DEV Community

tmns
tmns

Posted on

Using Bitmapist for Super Fast Analytics

Background

Let's say we have built a CRM application, which keeps track of the various metadata logged by users when they use one of our other apps. For example this data could be that the user is using an iPhone, that they have logged in, or that they are within the age range of 30-40.

If we have millions of users and consequently millions of pieces of metadata - what is an efficient way for us to find groups of our users that meet certain criteria (also called cohorts)? For example, say we want to send a newsletter out to all of our users who are within the age range of 30-40 and who have logged in today - how do we determine this group of users?

One solution that tends to be very memory-efficient is to use Redis bitmaps. The concept of bitmaps, specifically in regards to Redis, has been explained rather thoroughly quite a few times already so I won't go into depth here. If you are hungry for all the juicy details - I suggest the following well-known articles as a good place to start:

The tl;dr though, is that every time a user registers and lets us know they are in the age range of 30-40, we can set a key-value pair in Redis like so: SETBIT('agerange#3040', user_id, 1).

Similarly, once the user logs in, we can set another key-value pair: SETBIT('login:today', user_id, 1).

Then, finding the cohort becomes a matter of performing a bitwise AND operation on the two keys, like so: BITOP('AND', '3040logintoday', 'agerange#3040', 'login:today')

And just like that we have determined all the users we want to send our newsletter to!

At this point, you may be saying something along the lines of, "Ya, that's nice and all but Redis.. Bitmaps.. keys.. values.. Bitwise operations.. my head hurts already!". This is a totally understandable reaction - with a totally awesome rebuttal. Enter Bitmapist.

Bitmapist

Bitmapist is a Python library developed by the folks at Doist that simplifies working with Redis bitmaps. Further, they have even gone as far as also developing their own optimized Bitmapist server that implements a subset of Redis operations used by Bitmapist while relying on compressed bitmaps representation and only keeping hot dataset in memory to improve memory efficiency by 443 times!

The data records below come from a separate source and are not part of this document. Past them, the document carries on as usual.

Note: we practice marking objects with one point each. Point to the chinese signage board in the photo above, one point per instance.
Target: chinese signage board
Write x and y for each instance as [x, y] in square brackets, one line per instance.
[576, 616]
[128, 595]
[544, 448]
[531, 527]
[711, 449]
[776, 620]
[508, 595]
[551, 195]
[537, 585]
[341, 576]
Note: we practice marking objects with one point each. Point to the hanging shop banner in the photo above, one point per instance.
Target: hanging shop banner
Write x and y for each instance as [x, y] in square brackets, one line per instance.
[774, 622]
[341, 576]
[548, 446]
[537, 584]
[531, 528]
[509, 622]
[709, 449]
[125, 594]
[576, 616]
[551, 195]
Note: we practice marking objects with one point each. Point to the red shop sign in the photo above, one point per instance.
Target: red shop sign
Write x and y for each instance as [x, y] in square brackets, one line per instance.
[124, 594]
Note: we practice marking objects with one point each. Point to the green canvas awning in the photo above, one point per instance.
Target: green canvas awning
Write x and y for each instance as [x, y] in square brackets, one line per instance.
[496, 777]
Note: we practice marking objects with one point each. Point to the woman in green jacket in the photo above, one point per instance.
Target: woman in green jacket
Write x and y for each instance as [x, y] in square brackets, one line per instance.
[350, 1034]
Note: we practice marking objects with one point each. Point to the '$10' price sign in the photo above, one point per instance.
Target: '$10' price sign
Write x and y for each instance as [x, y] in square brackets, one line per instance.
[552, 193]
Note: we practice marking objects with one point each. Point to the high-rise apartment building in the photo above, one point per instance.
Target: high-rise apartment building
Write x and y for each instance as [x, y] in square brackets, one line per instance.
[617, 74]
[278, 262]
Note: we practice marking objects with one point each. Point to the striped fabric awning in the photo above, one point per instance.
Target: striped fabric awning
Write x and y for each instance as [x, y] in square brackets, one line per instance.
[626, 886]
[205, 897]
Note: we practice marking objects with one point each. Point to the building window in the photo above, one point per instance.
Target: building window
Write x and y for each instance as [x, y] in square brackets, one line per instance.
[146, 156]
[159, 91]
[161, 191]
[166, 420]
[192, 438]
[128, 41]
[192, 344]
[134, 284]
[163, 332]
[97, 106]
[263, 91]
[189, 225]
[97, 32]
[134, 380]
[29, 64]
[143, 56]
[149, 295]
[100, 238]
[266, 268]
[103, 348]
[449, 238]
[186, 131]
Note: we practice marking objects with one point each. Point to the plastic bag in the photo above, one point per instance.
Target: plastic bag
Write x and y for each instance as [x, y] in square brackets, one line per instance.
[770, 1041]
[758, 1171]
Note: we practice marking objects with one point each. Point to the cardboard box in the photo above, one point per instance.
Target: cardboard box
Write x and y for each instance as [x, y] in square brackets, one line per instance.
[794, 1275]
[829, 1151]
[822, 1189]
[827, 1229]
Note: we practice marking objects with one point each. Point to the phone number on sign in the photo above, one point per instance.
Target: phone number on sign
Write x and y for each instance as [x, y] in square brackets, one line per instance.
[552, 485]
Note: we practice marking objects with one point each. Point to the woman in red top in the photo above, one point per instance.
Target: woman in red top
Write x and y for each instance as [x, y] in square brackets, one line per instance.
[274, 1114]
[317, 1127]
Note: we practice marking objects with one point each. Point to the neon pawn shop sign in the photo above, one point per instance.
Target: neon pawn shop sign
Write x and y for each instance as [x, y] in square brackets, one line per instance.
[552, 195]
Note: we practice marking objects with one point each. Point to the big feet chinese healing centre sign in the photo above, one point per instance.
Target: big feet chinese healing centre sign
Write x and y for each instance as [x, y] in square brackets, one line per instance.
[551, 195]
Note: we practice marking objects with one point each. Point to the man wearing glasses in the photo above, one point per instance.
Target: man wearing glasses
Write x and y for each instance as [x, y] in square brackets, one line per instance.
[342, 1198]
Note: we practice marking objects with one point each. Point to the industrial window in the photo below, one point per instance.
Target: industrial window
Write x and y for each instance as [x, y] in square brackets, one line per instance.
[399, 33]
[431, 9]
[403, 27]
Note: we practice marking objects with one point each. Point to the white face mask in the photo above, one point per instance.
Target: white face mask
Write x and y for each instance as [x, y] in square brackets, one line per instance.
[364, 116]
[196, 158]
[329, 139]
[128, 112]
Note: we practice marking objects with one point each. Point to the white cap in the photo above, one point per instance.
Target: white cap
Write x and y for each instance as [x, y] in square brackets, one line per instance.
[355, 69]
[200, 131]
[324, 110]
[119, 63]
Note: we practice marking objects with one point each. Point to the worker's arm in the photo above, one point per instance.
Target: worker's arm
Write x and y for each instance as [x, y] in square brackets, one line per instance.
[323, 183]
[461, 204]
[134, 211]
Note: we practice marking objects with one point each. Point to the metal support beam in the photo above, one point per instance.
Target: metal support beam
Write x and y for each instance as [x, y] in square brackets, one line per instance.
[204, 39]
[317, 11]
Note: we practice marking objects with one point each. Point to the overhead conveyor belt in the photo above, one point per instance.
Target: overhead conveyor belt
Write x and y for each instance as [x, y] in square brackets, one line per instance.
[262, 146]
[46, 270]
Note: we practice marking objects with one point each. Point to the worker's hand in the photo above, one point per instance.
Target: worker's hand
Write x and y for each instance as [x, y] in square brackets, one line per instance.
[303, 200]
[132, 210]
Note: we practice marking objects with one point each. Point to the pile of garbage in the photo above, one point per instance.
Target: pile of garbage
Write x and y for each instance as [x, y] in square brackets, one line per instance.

What does setting all this up look like? Let's give it a spin!

First, let's install the bitmapist server

$ git clone https://github.com/Doist/bitmapist-server.git
$ cd bitmapist-server
$ go build
go: downloading github.com/artyom/autoflags v1.1.0
go: downloading github.com/artyom/resp v1.0.0
go: downloading github.com/golang/snappy v0.0.1
[...]
Enter fullscreen mode Exit fullscreen mode

Once go finishes building the server, you should see a bitmapist-server executable in the same directory. You can run it as it is, or supply an optional -addr option if you want it to listen somewhere other than the default localhost:6379. Running the executable should result in some output like so:

$ ./bitmapist_server
2020/01/25 15:22:09 loading data from bitmapist.db
2020/01/25 15:22:09 loaded in 4.922263ms
2020/01/25 15:25:09 periodic saving...
2020/01/25 15:25:09 saved in 11ms
Enter fullscreen mode Exit fullscreen mode

At this point you have your bitmapist server all set up! You can even use redis-cli to connect to it:

$ redis-cli
127.0.0.1:6379> keys **
(empty list or set)
Enter fullscreen mode Exit fullscreen mode

As we can see, we don't have any data in our server yet - let's change that by installing and running Bitmapist!

$ pip install redis bitmapist4
$ python
>>> import bitmapist4
>>> b = bitmapist4.Bitmapist('redis://localhost:6379', key_prefix='bitmapist__')
Enter fullscreen mode Exit fullscreen mode

The key_prefix parameter above ensures that every key you set with this session will be prepended with the value you choose, in this case bitmapist__. We currently use this functionality as a means of compartmentalizing different applications. That is, we set the key_prefix to be the application's uuid so that way we only deal with that application's data (key-value pairs when we perform our Bitmapist routines.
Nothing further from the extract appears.